Perinatal Mortality in Ireland Annual Report
The first Irish national audit into the death of babies in the weeks before or after birth (known as perinatal mortality) was launched today (Tuesday 22 October).
This national audit was carried out by the National Perinatal Epidemiology Centre (NPEC) based in the Department of Obstetrics and Gynaecology at University College Cork for the calendar year 2011 in collaboration with the medical and midwifery staff from the individual maternity units around the country.
Perinatal mortality refers to the death of babies in the weeks before or after birth. Perinatal mortality includes stillbirths (babies born with no signs of life after 24 weeks of pregnancy or weighing at least 500 grams) and the deaths of babies within 28 days of being born. Perinatal mortality is an important indicator of the quality of obstetric and neonatal care. Measurement of the outcome of care is central to the development of safe and high quality healthcare services. In recent years, the National Perinatal Epidemiology Centre (NPEC) has worked with colleagues in all 20 Irish maternity units in developing an in-depth clinical audit of perinatal mortality.
The Perinatal Mortality in Ireland Annual Report 2011 is the first report from this in-depth clinical audit. Reporting to the NPEC is not a statutory requirement but all Irish maternity units voluntarily provided data relating to perinatal deaths that occurred in 2011, demonstrating their commitment to improving the service and outcomes for their patients.
- A total of 491 perinatal deaths in 2011 were recorded, arising from 74,265 births of at least 24 weeks gestation or at least 500 grams in birthweight.
- Stillbirths, deaths within the first seven days of life (early neonatal deaths) and deaths within the first 8-28 days of life (late neonatal deaths) accounted for 318 (65%), 138(28%) and 35 (7%) of the 491 deaths respectively.
- The perinatal mortality rate was 6.1 per 1,000 births. Irish perinatal mortality rates have decreased by approximately 10% in the four years for which the NPEC has reported national figures and they compare favourably with UK and European rates.
- Major congenital anomaly was the most common cause of death – 26% of stillbirths, 51% of babies who died within 7 days and 57% of babies who died within 8-28 days.
- The NPEC classification system limited the proportion of unexplained stillbirths to 13% whereas approximately 50% have been reported as unexplained using other classification systems. This has positive implications for the identification of modifiable factors that may prevent stillbirth.
- Of the women with previous pregnancies, 4% of the women had experienced a previous perinatal death and 7% had experienced three or more miscarriages.
- 13% of the perinatal deaths arose from multiple birth deliveries. In contrast, multiple births accounted for just 4% of all births in 2011.
- Approximately 70% of the deaths arose from pre-term births (i.e. births before 37 weeks gestation).
- Low birth weight was highly prevalent - 53% of stillbirths and 40% of babies who died within 7 days were below the normal range for birthweight.

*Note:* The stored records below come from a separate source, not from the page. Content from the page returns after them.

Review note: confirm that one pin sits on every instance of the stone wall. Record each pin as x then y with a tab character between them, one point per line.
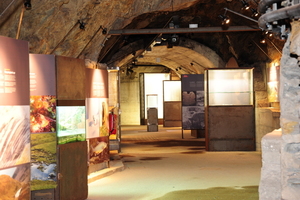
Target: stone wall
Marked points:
283	182
289	103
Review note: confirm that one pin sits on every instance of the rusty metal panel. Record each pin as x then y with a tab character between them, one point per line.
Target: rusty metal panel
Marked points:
172	114
172	111
47	194
231	128
72	171
70	75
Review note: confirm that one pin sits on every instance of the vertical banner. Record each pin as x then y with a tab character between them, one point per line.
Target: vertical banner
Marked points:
273	83
97	121
43	121
14	119
192	101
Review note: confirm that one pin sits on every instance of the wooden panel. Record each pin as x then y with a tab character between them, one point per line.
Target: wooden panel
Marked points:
72	168
231	128
172	114
70	75
172	111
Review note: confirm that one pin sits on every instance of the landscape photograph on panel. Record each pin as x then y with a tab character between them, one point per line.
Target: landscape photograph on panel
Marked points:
42	114
43	161
70	124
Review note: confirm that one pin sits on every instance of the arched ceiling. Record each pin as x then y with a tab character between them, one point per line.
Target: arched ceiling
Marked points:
188	57
53	27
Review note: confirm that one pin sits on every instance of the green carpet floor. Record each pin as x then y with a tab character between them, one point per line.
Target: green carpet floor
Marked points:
218	193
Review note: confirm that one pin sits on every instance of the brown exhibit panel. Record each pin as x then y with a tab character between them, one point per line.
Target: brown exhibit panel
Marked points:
70	75
152	121
230	128
72	171
172	114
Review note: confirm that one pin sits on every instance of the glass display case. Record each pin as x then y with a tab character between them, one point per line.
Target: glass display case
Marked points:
230	87
70	124
152	100
229	110
172	90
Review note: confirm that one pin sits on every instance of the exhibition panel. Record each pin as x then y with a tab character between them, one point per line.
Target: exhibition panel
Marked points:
14	119
230	96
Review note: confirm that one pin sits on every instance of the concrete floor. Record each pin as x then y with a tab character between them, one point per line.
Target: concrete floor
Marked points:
157	163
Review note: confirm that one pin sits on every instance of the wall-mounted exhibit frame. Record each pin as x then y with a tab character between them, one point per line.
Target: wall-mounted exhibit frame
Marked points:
150	84
192	91
273	83
229	110
172	103
14	118
114	110
97	119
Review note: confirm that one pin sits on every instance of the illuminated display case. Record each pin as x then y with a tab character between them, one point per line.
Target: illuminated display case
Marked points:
229	110
151	83
152	100
230	87
172	103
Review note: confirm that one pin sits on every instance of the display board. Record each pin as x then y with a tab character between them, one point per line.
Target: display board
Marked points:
97	116
43	122
153	85
230	124
230	87
172	103
70	92
192	86
14	119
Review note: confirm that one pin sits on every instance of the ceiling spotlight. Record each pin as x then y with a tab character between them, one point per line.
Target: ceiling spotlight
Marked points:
81	24
104	30
254	12
174	38
27	4
225	19
245	5
263	40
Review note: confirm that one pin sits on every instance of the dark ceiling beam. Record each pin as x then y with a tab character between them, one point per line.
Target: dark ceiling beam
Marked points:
182	30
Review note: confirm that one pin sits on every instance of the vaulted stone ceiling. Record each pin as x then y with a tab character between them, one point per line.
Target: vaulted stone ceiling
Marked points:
53	27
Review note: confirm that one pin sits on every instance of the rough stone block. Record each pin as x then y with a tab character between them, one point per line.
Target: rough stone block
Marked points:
270	182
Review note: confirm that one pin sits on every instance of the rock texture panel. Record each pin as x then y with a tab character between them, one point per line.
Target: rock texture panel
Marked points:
289	92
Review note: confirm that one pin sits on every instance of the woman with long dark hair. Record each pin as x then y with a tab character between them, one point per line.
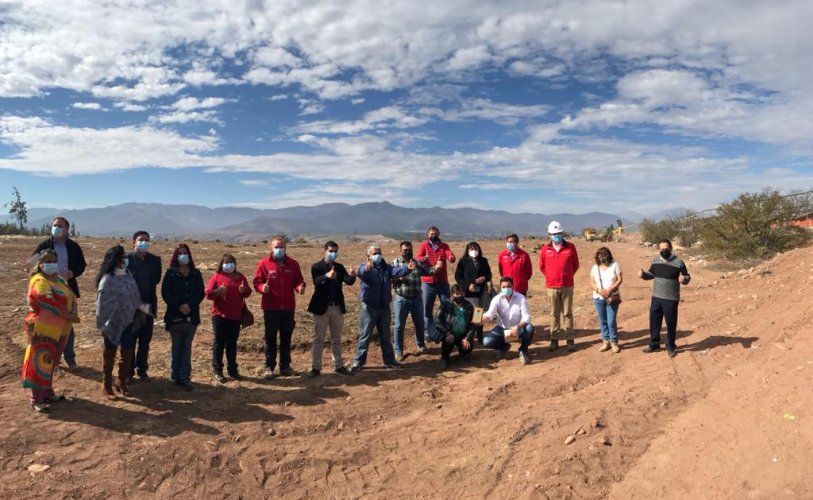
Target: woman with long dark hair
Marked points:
117	301
183	291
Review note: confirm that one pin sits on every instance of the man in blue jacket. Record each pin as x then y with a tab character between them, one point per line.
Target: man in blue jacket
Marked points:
376	293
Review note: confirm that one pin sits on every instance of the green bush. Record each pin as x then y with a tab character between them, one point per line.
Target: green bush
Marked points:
756	225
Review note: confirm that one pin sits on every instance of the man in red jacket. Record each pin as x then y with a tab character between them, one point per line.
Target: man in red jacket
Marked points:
559	261
516	263
278	278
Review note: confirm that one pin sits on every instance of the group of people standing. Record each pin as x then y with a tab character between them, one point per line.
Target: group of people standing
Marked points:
127	304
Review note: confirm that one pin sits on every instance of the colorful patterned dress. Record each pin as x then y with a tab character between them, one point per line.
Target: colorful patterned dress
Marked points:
49	302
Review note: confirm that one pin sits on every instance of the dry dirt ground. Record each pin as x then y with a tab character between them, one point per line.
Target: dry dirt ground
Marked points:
729	417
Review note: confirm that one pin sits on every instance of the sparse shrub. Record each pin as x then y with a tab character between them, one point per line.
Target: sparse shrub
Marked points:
756	225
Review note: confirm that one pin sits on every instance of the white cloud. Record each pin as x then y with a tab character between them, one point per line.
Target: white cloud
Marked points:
86	105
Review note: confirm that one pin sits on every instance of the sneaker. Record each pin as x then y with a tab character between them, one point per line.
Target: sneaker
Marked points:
342	370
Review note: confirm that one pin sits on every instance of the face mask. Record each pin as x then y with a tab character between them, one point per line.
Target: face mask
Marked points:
50	268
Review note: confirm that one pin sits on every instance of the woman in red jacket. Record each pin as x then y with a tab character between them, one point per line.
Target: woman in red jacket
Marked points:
227	289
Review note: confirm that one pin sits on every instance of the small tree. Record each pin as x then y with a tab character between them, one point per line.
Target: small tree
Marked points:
17	208
756	225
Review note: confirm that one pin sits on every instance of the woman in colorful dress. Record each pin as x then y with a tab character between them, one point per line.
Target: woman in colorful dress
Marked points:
52	311
117	301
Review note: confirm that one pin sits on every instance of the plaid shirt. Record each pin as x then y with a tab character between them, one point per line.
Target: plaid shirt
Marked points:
410	287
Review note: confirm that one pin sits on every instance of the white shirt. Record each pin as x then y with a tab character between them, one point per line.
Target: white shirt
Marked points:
509	313
608	276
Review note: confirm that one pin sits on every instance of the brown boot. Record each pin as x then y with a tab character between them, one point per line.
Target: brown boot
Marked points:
124	370
109	359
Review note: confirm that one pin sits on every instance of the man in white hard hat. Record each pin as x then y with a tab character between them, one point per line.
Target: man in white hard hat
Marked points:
559	261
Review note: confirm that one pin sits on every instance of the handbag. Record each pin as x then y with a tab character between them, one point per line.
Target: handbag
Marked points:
247	318
615	297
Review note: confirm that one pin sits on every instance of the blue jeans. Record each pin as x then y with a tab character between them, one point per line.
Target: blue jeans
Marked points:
429	293
495	339
180	356
402	308
374	317
606	320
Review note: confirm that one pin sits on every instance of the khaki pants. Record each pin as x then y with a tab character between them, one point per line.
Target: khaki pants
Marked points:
334	319
561	306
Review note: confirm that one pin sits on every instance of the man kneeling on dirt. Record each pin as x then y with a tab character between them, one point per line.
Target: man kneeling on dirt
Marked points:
510	309
453	326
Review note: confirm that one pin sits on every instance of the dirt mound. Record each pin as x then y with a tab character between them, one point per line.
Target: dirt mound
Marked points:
728	417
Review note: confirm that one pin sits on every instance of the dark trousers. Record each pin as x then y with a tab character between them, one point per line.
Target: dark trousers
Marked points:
447	347
227	331
281	322
658	310
143	337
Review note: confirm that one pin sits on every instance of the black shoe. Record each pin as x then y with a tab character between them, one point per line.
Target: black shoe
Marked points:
342	370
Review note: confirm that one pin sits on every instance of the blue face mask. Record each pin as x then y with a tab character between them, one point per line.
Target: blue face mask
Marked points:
50	268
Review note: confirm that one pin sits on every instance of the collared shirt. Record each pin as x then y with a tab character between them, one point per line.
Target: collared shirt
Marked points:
411	286
509	313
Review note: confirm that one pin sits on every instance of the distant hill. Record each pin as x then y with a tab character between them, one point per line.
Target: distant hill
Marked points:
334	218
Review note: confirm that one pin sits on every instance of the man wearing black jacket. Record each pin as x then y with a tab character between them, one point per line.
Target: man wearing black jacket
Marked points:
71	262
327	307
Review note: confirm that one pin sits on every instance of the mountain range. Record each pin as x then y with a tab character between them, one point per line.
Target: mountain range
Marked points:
174	221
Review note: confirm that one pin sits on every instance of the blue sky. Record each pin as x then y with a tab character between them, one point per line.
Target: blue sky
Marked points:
525	106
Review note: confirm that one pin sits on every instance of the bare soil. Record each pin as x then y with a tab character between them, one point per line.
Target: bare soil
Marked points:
729	417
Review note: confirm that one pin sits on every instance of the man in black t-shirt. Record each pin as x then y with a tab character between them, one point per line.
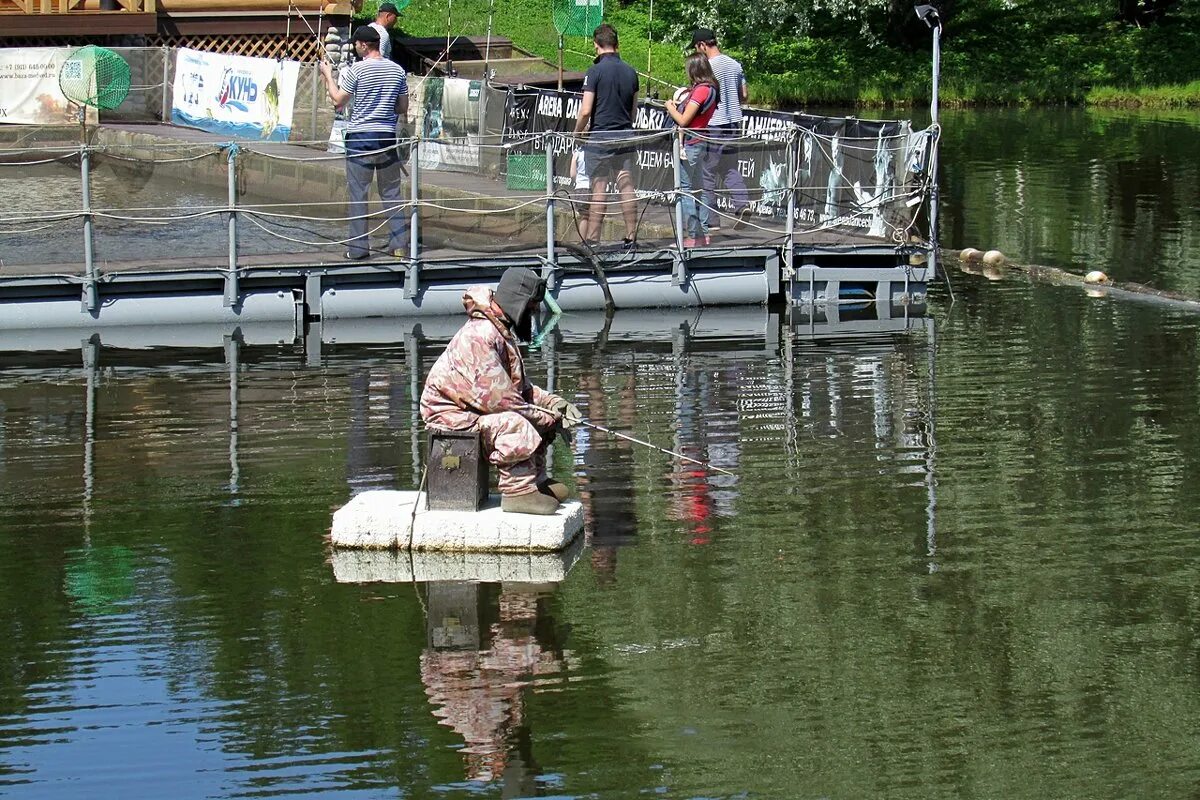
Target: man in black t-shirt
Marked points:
610	106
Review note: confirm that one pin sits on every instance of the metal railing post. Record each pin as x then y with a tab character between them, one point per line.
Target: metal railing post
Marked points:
793	158
90	301
547	271
232	290
166	84
412	274
933	160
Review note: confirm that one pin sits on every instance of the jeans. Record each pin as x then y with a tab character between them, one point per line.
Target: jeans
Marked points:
721	164
387	169
690	178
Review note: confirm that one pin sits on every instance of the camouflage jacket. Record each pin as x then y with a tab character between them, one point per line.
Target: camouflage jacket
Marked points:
481	372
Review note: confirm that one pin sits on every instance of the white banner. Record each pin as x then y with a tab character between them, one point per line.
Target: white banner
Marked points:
29	88
234	95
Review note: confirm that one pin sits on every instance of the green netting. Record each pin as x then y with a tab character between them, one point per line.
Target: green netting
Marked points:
526	172
96	77
577	17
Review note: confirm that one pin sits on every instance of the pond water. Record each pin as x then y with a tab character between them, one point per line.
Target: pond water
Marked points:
959	560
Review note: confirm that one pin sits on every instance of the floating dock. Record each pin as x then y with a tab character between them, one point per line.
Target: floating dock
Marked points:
267	250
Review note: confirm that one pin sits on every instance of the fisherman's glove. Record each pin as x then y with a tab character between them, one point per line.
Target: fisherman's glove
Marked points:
568	413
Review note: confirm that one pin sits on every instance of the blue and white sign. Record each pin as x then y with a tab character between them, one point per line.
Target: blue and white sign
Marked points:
234	95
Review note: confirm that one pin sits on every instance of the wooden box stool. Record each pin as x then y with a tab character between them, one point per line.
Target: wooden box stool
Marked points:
457	470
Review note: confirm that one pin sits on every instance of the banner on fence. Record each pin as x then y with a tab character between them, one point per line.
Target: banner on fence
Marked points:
29	88
851	175
234	95
445	113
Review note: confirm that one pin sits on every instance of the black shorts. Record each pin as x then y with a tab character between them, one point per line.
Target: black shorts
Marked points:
605	154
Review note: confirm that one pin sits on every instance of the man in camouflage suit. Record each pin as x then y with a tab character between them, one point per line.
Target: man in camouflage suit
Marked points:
480	384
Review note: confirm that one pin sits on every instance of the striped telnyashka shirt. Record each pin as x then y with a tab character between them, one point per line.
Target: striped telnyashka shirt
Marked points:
730	78
376	84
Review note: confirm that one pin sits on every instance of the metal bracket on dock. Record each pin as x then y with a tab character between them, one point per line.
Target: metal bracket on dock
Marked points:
679	271
412	280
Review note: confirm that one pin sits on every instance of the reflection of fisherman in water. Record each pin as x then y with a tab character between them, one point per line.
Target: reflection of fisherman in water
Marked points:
484	653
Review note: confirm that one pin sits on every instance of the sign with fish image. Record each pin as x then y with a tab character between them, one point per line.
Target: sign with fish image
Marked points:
234	95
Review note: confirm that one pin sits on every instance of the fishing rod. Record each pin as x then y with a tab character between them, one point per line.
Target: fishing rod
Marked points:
587	423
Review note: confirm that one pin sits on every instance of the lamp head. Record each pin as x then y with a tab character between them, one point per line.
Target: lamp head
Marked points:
928	14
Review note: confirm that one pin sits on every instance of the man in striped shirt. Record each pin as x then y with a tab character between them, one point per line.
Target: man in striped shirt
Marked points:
378	89
721	161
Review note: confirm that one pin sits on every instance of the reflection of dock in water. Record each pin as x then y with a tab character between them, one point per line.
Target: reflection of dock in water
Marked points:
707	383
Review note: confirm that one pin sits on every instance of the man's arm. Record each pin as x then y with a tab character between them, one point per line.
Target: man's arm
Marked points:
335	92
581	125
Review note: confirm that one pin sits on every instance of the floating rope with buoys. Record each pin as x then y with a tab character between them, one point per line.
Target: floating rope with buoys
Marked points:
993	265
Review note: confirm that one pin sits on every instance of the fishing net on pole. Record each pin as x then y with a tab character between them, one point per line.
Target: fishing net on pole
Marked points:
577	17
95	77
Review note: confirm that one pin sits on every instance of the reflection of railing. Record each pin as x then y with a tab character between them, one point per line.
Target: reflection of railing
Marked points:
784	214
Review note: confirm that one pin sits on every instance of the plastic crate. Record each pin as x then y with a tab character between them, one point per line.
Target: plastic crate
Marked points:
526	172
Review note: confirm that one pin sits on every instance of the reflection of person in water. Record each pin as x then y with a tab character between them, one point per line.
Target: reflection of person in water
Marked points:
478	686
707	434
606	488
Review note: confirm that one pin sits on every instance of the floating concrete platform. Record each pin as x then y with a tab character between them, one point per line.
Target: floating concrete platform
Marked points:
382	521
393	566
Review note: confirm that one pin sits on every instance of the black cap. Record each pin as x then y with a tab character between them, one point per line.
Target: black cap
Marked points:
519	287
366	34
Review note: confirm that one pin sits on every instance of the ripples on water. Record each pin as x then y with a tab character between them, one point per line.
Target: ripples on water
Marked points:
953	561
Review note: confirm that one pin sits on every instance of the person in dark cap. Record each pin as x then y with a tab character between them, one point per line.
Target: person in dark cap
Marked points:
379	92
385	17
720	163
479	383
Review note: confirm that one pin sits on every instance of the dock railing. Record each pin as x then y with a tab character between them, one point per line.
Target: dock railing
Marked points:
130	199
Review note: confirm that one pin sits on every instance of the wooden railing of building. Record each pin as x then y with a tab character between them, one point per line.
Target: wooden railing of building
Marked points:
67	6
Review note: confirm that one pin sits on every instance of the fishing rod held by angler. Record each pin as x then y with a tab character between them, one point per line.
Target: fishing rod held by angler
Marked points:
636	441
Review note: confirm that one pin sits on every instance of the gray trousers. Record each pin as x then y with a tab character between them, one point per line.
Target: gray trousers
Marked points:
387	169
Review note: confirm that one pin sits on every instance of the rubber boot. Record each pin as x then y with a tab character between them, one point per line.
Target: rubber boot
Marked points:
553	488
531	503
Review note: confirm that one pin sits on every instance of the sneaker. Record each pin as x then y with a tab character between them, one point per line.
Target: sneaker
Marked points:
553	488
532	503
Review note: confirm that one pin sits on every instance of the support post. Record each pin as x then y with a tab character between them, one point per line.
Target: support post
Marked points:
681	269
793	158
166	84
412	275
90	300
232	290
933	158
561	44
547	271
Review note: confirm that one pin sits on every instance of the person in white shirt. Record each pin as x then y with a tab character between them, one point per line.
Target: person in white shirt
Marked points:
385	18
377	91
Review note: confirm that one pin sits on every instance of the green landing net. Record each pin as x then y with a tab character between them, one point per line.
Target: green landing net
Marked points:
96	77
577	17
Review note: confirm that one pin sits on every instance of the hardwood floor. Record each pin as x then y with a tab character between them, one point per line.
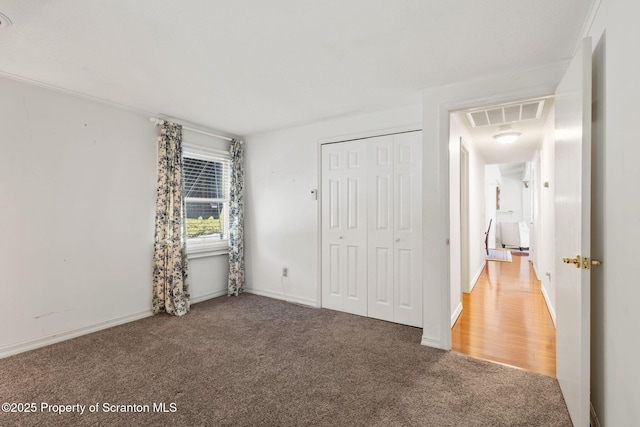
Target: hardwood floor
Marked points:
505	319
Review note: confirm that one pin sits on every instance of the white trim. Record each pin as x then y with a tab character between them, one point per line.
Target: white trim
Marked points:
184	123
204	252
588	23
283	297
370	134
593	417
477	276
456	313
438	103
209	296
547	301
71	333
336	139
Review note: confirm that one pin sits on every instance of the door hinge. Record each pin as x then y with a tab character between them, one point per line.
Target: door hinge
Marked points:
588	262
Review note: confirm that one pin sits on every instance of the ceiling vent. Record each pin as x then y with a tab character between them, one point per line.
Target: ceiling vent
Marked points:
506	114
4	21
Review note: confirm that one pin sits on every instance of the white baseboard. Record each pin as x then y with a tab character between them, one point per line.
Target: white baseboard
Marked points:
593	417
456	314
71	333
551	309
477	276
281	296
426	341
535	270
208	296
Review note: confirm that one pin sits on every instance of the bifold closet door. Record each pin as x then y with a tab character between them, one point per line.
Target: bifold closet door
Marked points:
344	227
394	208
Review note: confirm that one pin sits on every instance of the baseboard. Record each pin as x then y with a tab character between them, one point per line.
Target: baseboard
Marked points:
426	341
593	418
552	311
281	296
208	296
477	276
535	270
69	334
456	313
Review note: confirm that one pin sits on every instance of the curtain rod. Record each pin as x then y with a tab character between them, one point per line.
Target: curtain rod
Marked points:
158	122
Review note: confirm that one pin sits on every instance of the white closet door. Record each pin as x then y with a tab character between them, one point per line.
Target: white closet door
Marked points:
344	231
380	206
407	202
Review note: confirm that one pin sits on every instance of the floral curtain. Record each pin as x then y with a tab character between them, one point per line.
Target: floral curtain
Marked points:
236	220
170	268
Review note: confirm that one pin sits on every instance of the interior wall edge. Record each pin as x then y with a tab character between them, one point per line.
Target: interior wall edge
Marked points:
283	297
477	276
550	308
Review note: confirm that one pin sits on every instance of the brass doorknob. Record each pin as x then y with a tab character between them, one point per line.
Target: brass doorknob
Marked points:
575	261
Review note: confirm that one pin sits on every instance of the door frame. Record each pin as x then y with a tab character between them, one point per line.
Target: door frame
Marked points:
465	277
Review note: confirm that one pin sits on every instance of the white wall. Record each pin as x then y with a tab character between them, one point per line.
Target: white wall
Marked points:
77	185
544	220
493	180
437	103
615	296
208	274
282	221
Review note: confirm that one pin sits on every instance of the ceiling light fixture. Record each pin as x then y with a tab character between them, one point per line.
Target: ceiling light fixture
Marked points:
507	138
4	21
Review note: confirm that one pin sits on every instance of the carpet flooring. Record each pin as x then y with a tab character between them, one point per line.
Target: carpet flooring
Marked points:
503	255
255	361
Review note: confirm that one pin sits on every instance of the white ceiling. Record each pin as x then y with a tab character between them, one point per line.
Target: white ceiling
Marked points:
249	66
523	149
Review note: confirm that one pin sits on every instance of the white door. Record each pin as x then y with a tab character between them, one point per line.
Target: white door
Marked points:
344	229
395	228
573	204
381	227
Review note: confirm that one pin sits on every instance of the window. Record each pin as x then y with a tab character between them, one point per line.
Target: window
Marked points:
206	193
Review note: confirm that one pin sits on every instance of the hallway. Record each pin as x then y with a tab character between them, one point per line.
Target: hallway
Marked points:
505	319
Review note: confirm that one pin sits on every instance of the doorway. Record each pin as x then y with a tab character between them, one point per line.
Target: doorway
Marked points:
500	287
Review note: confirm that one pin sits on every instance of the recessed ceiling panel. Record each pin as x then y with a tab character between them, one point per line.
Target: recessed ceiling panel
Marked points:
505	114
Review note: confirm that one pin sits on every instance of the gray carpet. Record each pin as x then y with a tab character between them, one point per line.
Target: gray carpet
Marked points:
255	361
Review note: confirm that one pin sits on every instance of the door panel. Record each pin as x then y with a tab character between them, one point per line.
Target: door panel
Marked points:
573	222
408	229
380	246
371	227
344	233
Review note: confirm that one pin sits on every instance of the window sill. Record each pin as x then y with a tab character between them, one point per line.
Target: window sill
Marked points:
200	250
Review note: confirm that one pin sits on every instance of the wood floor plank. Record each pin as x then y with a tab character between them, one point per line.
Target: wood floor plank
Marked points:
505	319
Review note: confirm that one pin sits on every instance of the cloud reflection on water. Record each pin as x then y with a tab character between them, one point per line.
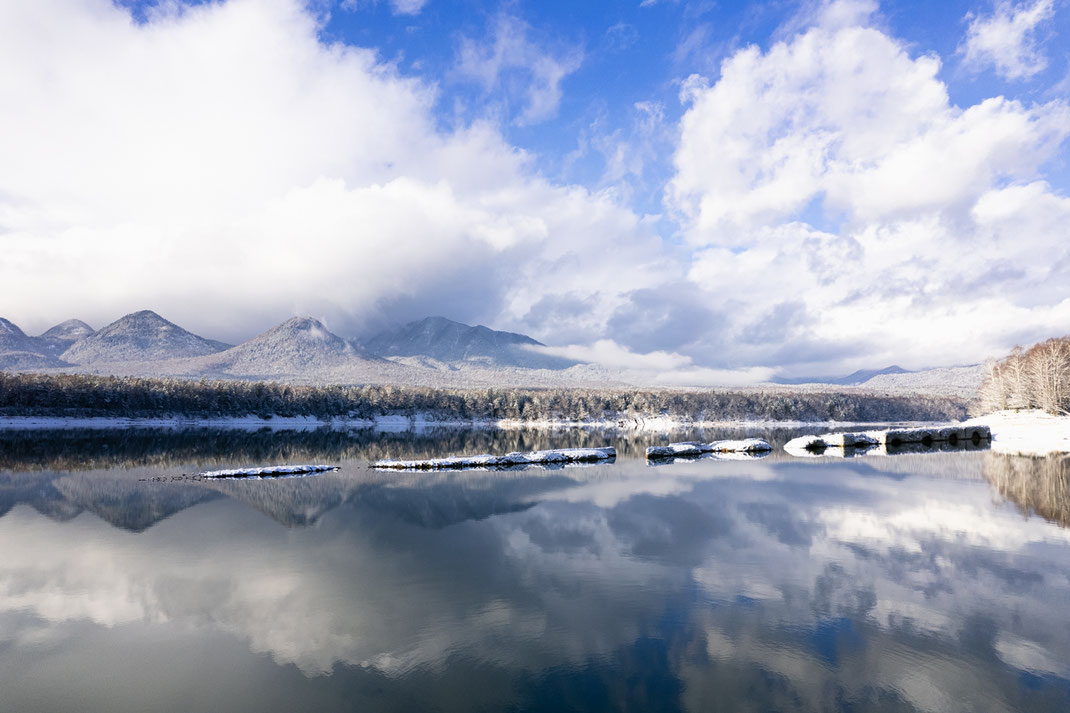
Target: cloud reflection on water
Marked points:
816	583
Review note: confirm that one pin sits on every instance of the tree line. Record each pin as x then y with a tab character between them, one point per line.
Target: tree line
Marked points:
1034	378
88	395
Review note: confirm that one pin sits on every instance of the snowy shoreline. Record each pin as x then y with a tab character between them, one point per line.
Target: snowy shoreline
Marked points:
1029	433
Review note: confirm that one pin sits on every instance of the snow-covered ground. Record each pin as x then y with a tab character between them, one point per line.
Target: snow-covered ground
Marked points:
1026	433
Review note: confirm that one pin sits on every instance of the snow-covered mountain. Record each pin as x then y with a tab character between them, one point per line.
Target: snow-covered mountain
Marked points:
445	340
59	338
947	380
301	345
12	338
19	351
142	336
852	379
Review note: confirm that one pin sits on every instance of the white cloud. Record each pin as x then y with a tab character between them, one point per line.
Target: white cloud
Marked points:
656	367
510	61
398	6
1007	40
222	165
832	173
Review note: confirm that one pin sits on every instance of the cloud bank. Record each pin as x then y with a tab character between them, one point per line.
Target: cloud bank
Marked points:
829	208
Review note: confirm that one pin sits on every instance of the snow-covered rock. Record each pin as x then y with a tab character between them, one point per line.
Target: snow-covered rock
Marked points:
892	440
509	459
1025	433
693	449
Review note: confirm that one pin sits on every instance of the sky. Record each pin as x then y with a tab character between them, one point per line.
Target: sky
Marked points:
733	191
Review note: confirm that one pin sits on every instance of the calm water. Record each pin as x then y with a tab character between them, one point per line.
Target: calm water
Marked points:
914	582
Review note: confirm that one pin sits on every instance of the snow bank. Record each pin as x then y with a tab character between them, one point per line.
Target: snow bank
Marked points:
509	459
268	471
893	440
696	449
1026	433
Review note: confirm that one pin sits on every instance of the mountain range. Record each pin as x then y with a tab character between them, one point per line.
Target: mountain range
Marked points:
433	351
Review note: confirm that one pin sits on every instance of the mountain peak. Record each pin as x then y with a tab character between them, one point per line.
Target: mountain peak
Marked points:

- 6% of mothers were admitted to the high dependency unit following the delivery and 2% were admitted to the intensive care unit.
This national clinical audit highlights efforts made in Ireland to investigate key adverse outcomes for mothers and babies. The report also emphasised the need for continued support from the 20 Irish maternity units in submitting data on perinatal mortality. Some key recommendations from this report:
- A detailed placental examination should be performed by a specialist pathologist in all cases of perinatal death. To achieve this, the feasibility of providing access to specialist perinatal pathology in all health services regions needs to be assessed.
- More complete data are required on a range of factors, such as smoking and body mass index, for all pregnant women in order to establish their role in increasing risk of perinatal mortality.
“This report is evidence of the commitment of the staff of the maternity services to assess their work and outcomes for mothers and babies. It shows a mature approach to reflect on care and look for improvements. The maternity services are leaders in the area of clinical review and audit.” Professor Richard Greene, Director, NPEC.